Python is a widely used language nowadays. You can learn python in 30 minutes and write scripts to tackle a wide range of task from batch processing to deep learning. However, Python itself has a lot of mechanisms that most people don’t know even they used it for years (that’s me). To dive deep and re-learn Python again, I am going to read:
I will share with you some interesting features that I used to ignore. I assume you are semi-pro in Python and want to dig deeper in Python. (This is just a list of GISTS, NOT DETAILS.)
> importing in a class
# PythonForProgrammers/compose.py
class Compose:
from utility import f
Compose().f()
> Static field
The simple definition of static field in python class is dangerous. It only stores the reference. Therefore, if you use inplace functions like `append` or `update`, the static field maintains the same across different instances. However, if you use assign operation like `=`, then rather than changing the value of the static field, the reference of the new value will override the static field of that instance:
In [1]:
class Foo(object):
v1 = "a"
v2 = []
def __repr__(self):
return ("<v1 = {} | v2 = {}>".format(self.v1, self.v2))
In [2]:
f1 = Foo()
f2 = Foo()
f3 = Foo()
In [3]:
f1.v1 = "b"
f1.v2 = [1,2,3]
f1, f2, f3
Out[3]:
(<v1 = b | v2 = [1, 2, 3]>, <v1 = a | v2 = []>, <v1 = a | v2 = []>)
In [4]:
f1.v1 = "b"
f1.v2 = [1,2,3]
f1, f2, f3
Out[4]:
(<v1 = b | v2 = [1, 2, 3]>, <v1 = a | v2 = []>, <v1 = a | v2 = []>)
In [5]:
Foo.v1 = "100"
f1, f2, f3
Out[5]:
(<v1 = b | v2 = [1, 2, 3]>, <v1 = 100 | v2 = []>, <v1 = 100 | v2 = []>)
In [6]:
f2.v2.append(10)
f1, f2, f3
Out[6]:
(<v1 = b | v2 = [1, 2, 3]>, <v1 = 100 | v2 = [10]>, <v1 = 100 | v2 = [10]>)
In [7]:
id(Foo.v1), id(f1.v1), id(f2.v1)
Out[7]:
(139652076653288, 139652244728440, 139652076653288)
Remember to use the class to refer to the static member, aka use `Foo.v1` not `f1.v1`.
> Clean up
I found this part is confusing and recommend you this post instead to get a better understanding of weak reference.
When assigning an instance to another variable like `a=Foo(); b = a`, only the reference is copied and the instance will not be totally removed when we delete it with `del a` because we can still access it via `b`.
A way to avoid that is to use the weak reference, which will prevent `b` from deleting instance `a`. Without that, some hazard situation like “cycle references” might happen.
Cycle reference means the reference of object `a` is stored as a member of object `b`, while the reference of `b` is also stored as a member of object `a`. In that case, deleting both of them will not trigger `__del__()`. This might happen in hierarchical design like (display) tree or double-pointer-link list.

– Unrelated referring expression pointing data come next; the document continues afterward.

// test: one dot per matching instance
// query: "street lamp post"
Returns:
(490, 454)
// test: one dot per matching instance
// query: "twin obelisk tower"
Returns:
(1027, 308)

Also, there is a Dead-on-arrival problem where bound method can be referred by a weakref but it actually get destroyed immediately after stored. That is because bound methods are created on demand when accessed on an instance. To store a bound method properly, we should use weakref to refer the method and use a strong reference to refer the class definition, which is used to new a bound method later.
> Unit test
Write the test before code.
White-box test : The test code has complete access to the internals of the class that’s being tested.
Black-box test: Treating the class under test as an impenetrable box.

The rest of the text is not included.